11. RP1245 was introduced to Members. It was explained that this was a Tranche application, where EFSA had produced an opinion on this application during the EU-Exit transition period, however as new information was supplied to the FSA by the Applicant, Members were now required to assess the products safety. 

12. Members concluded that further information would be needed from the Applicant in order to fully assess the safety of the product and that an RFI would be sent.  

Item 5: Advice of the AEJEG on steviol glycosides (E 960) produced by fermentation (Rebaudioside M) using Saccharomyces cerevisiae – DRAFT AEJEG ADVICE PAPER FOR DISCUSSION (RP1112)   

13. Members were introduced to an updated opinion paper concerning regulated products application RP1112. The AEJEG initially reviewed this dossier in their June 2022 meeting. The AEJEG last reviewed this Application in their June 2023 meeting where Members agreed to review the draft safety advice document and requested that the Applicant be contacted to provide further information.  

14. Overall, the AEJEG requested minor amendments to the draft safety advice document for RP1112. They considered further information would also be necessary from the Applicant and that the Applicant would be contacted. Following these actions, the AEJEG agreed the safety advice document would be cleared by chairs action.   

Item 6: Update on Application for Authorisation of Blue Microalgae Extract (Blue Galdieria Extract) for Use as a New Food Additive in the ‘Colour’ Functional class (RP507) 

15. The AEJEG was presented with and asked to evaluate the Applicant’s response to a request for further information (RFI) for RP507. This application related to the authorisation of blue microalgae or blue Galdieria extract for use as a new food additive. The AEJEG initially reviewed the application in February 2022. The AEJEG reviewed the Application in the July 2022, October 2022, April 2023, July 2023, and September 2023 meetings. An RFI was sent following a discussion which took place during the meeting on the 20th July 2023, in which Members acknowledged the provided statement explaining that the phytoestrogen content of feed was comparable to the levels in the feed given to the historical control animals however Members agreed that supporting evidence should be requested of the Applicant.  

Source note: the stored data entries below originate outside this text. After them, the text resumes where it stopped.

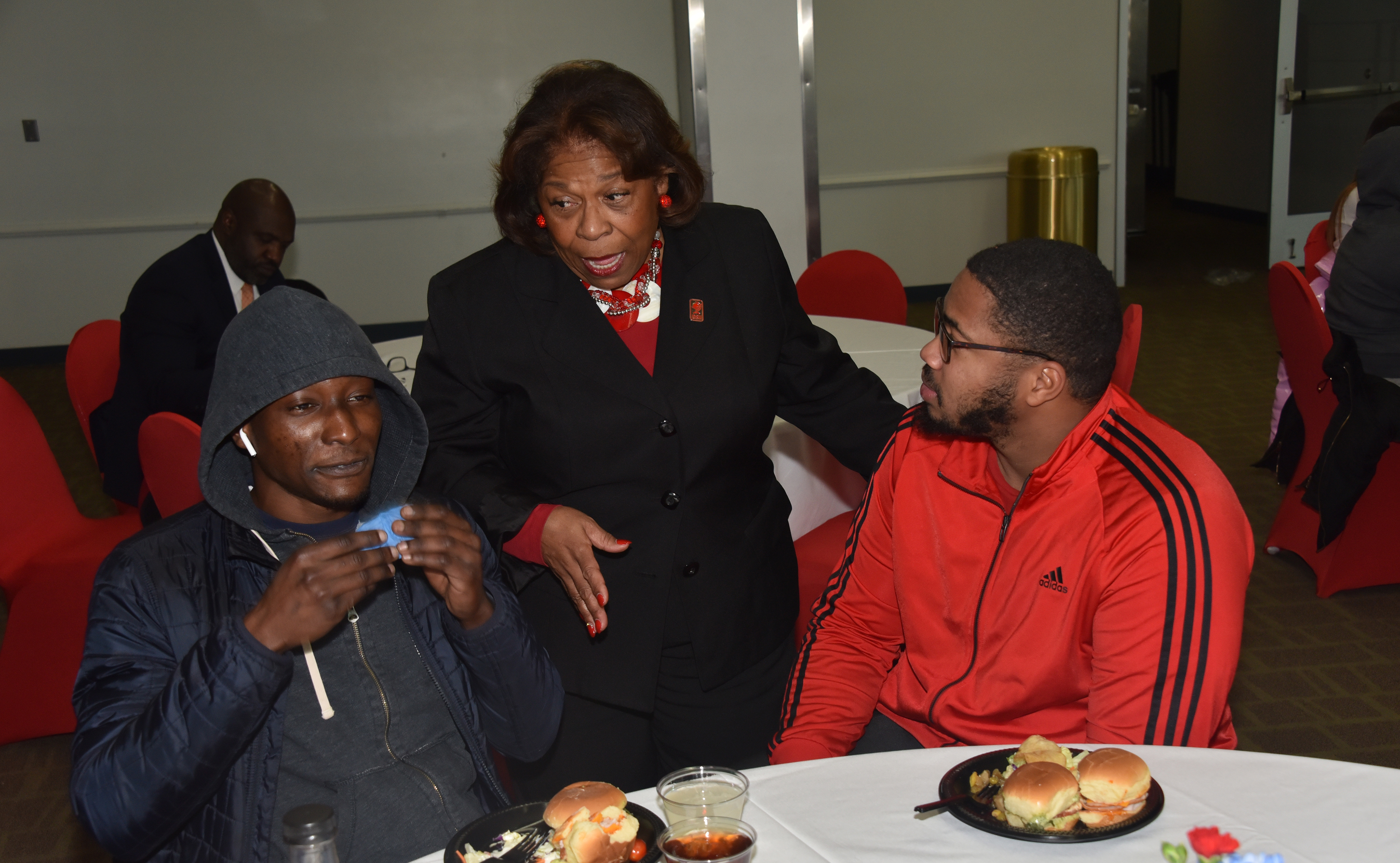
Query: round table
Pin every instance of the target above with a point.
(859, 809)
(862, 807)
(817, 484)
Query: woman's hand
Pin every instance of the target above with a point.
(568, 546)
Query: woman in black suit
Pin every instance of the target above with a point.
(614, 435)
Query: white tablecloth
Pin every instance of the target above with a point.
(817, 484)
(862, 809)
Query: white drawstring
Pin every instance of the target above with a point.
(327, 712)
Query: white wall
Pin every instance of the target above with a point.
(1226, 124)
(940, 86)
(150, 111)
(757, 114)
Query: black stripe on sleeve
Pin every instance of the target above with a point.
(835, 588)
(1184, 659)
(1170, 623)
(1208, 576)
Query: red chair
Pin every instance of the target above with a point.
(853, 285)
(169, 445)
(1363, 555)
(1315, 248)
(47, 575)
(90, 369)
(1126, 363)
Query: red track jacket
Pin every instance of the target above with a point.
(1104, 606)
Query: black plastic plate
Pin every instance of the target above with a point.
(484, 831)
(979, 814)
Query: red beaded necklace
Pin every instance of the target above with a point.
(624, 307)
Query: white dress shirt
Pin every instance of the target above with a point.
(236, 282)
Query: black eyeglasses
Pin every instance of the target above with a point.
(947, 342)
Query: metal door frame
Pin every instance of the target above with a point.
(1287, 234)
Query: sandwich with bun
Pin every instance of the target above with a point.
(592, 824)
(1114, 786)
(1038, 749)
(1041, 795)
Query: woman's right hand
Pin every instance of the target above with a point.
(568, 546)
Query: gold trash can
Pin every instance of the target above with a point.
(1055, 192)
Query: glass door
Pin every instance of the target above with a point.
(1338, 66)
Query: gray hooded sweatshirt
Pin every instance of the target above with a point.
(390, 760)
(194, 739)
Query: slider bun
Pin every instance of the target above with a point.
(1040, 749)
(1112, 775)
(589, 842)
(596, 796)
(1038, 792)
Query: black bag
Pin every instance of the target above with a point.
(1363, 426)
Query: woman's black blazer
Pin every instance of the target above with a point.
(531, 397)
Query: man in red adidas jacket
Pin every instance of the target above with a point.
(1037, 554)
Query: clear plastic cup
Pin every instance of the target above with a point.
(708, 840)
(702, 792)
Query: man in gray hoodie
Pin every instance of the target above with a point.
(258, 652)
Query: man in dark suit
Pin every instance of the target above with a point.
(176, 316)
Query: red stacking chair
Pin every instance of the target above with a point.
(47, 575)
(90, 369)
(169, 445)
(1126, 363)
(1364, 554)
(1315, 248)
(853, 285)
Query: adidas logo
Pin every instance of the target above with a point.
(1054, 581)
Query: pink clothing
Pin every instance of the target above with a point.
(1320, 286)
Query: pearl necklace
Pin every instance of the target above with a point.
(640, 299)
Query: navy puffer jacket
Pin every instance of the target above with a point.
(181, 709)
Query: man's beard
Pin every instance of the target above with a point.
(990, 416)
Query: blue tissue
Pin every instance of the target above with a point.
(384, 522)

16. Members were asked to consider the RFI response, received on the 1st of August, and then were asked to begin forming conclusions on the Toxicity studies provided as part of this application.   

17. In conclusion, the AEJEG were satisfied with the information provided by the Applicant in response to the request for information and stated that they would further discuss the Application by correspondence. Following this, it was agreed that the Secretariat would begin drafting a safety advice document. 

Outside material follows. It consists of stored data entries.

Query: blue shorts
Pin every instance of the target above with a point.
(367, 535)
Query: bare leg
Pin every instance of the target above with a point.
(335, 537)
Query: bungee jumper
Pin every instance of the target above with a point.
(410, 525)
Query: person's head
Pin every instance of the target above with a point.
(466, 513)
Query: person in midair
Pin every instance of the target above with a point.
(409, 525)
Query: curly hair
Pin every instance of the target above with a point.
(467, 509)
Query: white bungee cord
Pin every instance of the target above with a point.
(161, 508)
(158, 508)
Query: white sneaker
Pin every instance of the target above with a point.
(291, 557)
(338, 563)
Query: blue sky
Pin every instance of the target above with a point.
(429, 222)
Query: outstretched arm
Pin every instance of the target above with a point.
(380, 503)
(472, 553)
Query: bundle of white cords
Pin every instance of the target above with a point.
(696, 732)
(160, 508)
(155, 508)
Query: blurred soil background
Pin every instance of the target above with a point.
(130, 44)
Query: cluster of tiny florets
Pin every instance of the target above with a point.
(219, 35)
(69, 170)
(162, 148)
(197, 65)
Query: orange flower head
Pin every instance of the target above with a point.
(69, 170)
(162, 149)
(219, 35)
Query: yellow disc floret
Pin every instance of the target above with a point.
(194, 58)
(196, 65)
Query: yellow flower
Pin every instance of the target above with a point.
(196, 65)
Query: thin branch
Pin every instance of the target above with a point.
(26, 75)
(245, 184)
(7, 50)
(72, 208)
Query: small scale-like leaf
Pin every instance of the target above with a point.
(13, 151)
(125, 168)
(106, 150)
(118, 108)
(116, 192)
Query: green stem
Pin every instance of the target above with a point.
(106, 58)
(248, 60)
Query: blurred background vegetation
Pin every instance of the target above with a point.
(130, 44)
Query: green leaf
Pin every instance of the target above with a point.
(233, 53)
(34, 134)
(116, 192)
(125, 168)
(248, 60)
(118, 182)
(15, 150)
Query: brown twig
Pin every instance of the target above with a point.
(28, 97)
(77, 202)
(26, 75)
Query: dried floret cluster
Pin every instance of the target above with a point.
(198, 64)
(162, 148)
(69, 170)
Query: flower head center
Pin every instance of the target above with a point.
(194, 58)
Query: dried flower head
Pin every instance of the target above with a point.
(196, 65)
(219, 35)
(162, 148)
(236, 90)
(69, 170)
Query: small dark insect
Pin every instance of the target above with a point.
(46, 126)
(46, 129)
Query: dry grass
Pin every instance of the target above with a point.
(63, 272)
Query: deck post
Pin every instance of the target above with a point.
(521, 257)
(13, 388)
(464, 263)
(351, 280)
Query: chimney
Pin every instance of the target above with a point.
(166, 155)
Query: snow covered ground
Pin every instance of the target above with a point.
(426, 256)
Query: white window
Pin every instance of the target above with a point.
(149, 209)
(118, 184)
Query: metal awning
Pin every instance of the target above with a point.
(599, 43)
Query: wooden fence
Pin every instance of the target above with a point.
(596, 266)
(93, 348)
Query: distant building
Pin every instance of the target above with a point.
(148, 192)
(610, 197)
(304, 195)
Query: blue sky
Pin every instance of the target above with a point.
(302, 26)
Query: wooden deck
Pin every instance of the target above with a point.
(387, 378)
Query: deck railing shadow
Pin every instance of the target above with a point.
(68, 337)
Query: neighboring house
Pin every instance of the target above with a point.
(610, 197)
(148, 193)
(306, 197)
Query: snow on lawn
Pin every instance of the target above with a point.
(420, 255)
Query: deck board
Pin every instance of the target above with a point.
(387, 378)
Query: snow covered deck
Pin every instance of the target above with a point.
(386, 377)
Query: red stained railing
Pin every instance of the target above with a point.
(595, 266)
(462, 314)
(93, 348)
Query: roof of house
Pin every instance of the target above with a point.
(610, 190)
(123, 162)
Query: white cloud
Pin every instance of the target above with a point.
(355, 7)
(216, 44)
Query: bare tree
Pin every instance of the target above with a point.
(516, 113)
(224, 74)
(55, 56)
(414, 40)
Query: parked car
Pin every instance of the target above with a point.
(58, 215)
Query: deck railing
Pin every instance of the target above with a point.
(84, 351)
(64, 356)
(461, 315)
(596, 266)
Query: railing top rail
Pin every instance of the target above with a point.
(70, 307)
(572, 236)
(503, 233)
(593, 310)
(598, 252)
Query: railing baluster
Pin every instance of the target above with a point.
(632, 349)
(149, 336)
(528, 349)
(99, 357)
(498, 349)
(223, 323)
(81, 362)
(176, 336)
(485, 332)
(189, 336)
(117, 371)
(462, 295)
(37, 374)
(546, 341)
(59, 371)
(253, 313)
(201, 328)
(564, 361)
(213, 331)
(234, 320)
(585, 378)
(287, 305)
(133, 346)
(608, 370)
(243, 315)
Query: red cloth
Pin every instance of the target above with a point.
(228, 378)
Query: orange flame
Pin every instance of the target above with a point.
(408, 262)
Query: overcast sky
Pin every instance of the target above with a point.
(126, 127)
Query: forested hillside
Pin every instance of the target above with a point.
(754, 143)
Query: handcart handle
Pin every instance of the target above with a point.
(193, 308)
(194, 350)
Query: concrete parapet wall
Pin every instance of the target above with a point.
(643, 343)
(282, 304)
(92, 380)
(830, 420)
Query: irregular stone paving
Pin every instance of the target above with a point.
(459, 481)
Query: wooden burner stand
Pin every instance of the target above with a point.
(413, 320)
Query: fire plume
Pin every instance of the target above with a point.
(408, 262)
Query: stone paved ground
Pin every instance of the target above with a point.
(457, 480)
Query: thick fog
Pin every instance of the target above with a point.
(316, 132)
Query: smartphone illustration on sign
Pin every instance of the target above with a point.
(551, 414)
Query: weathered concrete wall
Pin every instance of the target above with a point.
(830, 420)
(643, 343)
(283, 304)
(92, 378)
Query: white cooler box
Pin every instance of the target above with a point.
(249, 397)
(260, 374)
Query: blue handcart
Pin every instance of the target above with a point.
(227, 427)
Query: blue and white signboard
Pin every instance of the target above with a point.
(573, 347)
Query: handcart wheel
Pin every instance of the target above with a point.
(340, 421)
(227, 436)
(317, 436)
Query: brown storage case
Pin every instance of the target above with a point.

Item 7: Any Other Business  

18. A Member noted that the AEJEG and SF meetings are very demanding in terms of time (preparation, meetings, correspondence, etc.).  

19. Members asked if responses can be written in comment/bubble on document noting what others in group discussed and for full minutes to be provided. 

Date of next meeting  

20. Members were reminded the next standard AEJEG meeting would be on Thursday 19th October.